Polymerase Polymerase - 16 days ago 5
Scala Question

System.nanoTime / System.currentTimeMillis = 107 (should this be 1e6 ?)

According to java.lang.System API


currentTimeMillis() Returns the current time in milliseconds

nanoTime() Returns the current value of the running Java Virtual
Machine's high resolution time source, in nanoseconds.


Strictly speaking a nanosecond is 1e-9 and millisecond is 1e-3. Therefore, a duration in nanosecs must be a multiple of 1e6 of the same duration in millisecs. This is not the case in practice, what is the reason?

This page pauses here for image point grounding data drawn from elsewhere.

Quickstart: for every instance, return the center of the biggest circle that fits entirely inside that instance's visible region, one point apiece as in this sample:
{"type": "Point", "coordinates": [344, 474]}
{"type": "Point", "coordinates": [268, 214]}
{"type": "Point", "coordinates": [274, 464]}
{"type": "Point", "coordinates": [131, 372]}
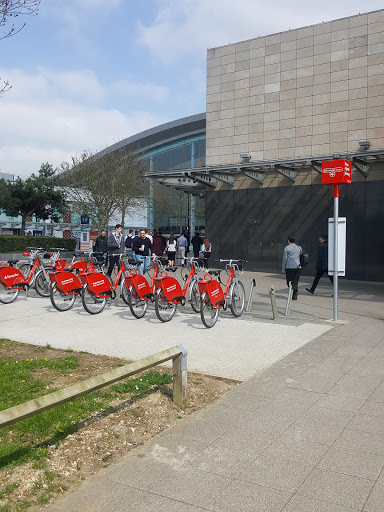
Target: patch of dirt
{"type": "Point", "coordinates": [101, 439]}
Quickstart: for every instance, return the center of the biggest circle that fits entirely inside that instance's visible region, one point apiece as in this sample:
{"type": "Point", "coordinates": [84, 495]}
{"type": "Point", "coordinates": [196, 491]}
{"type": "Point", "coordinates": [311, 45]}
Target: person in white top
{"type": "Point", "coordinates": [206, 249]}
{"type": "Point", "coordinates": [171, 249]}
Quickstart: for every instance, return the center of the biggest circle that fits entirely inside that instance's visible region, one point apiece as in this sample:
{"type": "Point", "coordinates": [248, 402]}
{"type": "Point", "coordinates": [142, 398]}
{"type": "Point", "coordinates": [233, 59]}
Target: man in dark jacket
{"type": "Point", "coordinates": [196, 244]}
{"type": "Point", "coordinates": [101, 247]}
{"type": "Point", "coordinates": [142, 247]}
{"type": "Point", "coordinates": [321, 264]}
{"type": "Point", "coordinates": [115, 248]}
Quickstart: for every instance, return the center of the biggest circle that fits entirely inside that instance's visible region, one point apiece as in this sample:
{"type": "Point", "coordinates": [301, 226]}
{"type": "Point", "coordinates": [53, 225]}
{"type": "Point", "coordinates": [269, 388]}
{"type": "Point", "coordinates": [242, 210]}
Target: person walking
{"type": "Point", "coordinates": [142, 247]}
{"type": "Point", "coordinates": [171, 249]}
{"type": "Point", "coordinates": [206, 249]}
{"type": "Point", "coordinates": [128, 243]}
{"type": "Point", "coordinates": [321, 264]}
{"type": "Point", "coordinates": [181, 247]}
{"type": "Point", "coordinates": [196, 244]}
{"type": "Point", "coordinates": [157, 246]}
{"type": "Point", "coordinates": [291, 265]}
{"type": "Point", "coordinates": [101, 247]}
{"type": "Point", "coordinates": [115, 248]}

scala> System.nanoTime / System.currentTimeMillis
res0: Long = 107

Answer

System.nanoTime() has an arbitrary start point; it's not unix epoch. From the Javadoc:

The value returned represents nanoseconds since some fixed but arbitrary origin time

So what you're actually calculating there is:

(unknownOffset + offsetFromEpochInNanos) / offsetFromEpochInMillis

which will almost certainly not be 1e6, unless unknownOffset happens to be arbitrarily zero.

If you can remove the effect of the unknown offset by subtracting the two times, you can see that the ratio is around 1e6:

long nanoStart = System.nanoTime();
long milliStart = System.currentTimeMillis();

Thread.sleep(2000);

long nanoEnd = System.nanoTime();
long milliEnd = System.currentTimeMillis();;

long nanoDelta = nanoEnd - nanoStart;
long milliDelta = milliEnd - milliStart;

System.out.println((double) nanoDelta / milliDelta);

Output (running 5 times):

1000058.3725
1000045.4705
999549.1579210395
1000046.101
1000038.1045

Ideone demo

So, pretty close to 1e6.

Note that it might not be this, because System.currentTimeMillis() doesn't progress smoothly, owing to corrections for clock skew. However, these should be infrequent, so most of the time when you run this code, you'll see roughly 1e6.